Governo brasileiro tenta reverter aumento de tarifas dos Estados Unidos até o dia 15 de julho
O governo brasileiro busca reverter tarifas dos Estados Unidos até 15 de julho por meio de negociações técnicas. O Ministério das Relações Exteriores formalizou resposta a investigação comercial americana, contestando a relação entre políticas internas e a pauta comercial
O governo brasileiro trabalha com o prazo de 15 de julho para tentar reverter o aumento de tarifas impostas pelos Estados Unidos, embora auxiliares do Palácio do Planalto não acreditem mais em uma anulação completa da medida. O ministro do Desenvolvimento, Indústria e Comércio, Márcio Elias Rosa, afirmou que a gestão de Luiz Inácio Lula da Silva manterá as negociações ativas, priorizando argumentos técnicos e dados do comércio bilateral em detrimento de questões ideológicas.
Em conversa recente com Jamieson Greer, representante do escritório comercial da Casa Branca, o ministro destacou que interferências externas têm prejudicado o diálogo. Entre os entraves citados estão a ordem executiva de julho do ano passado, que condicionou a imposição de tarifas de 10% e 40% a interferências no julgamento do Supremo Tribunal Federal, além de manifestações públicas de figuras políticas, como o ex-deputado Eduardo Bolsonaro, que teria se apresentado como patrocinador da medida e celebrado a imposição tarifária. O governo Lula associa essas pressões a articulações da família Bolsonaro contra instituições brasileiras.

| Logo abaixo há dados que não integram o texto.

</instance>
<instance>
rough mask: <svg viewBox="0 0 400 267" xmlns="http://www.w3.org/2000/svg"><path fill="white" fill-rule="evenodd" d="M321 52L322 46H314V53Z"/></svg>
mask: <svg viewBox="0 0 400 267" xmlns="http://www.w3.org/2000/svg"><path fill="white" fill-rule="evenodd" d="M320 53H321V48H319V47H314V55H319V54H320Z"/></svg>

No campo diplomático, o Ministério das Relações Exteriores formalizou, na última quarta-feira (1), a resposta oficial à investigação dos Estados Unidos sobre as práticas comerciais do Brasil. No documento assinado pelo chanceler Mauro Vieira, o governo brasileiro argumenta que as críticas americanas ao sistema PIX e a decisões do Judiciário brasileiro referem-se a divergências de políticas internas, sem relação com a pauta comercial.
A diplomacia brasileira avalia que a investigação conduzida pelo USTR, baseada na seção 301, possui caráter político. Relatórios indicam que as alegações iniciais de julho de 2025 foram replicadas quase integralmente na recomendação final de junho de 2026. Esse cenário sugere que os argumentos técnicos apresentados pelo Brasil ao longo do último ano foram ignorados, incluindo dados sobre a redução do desmatamento levados por uma delegação econômica e ambiental a Washington.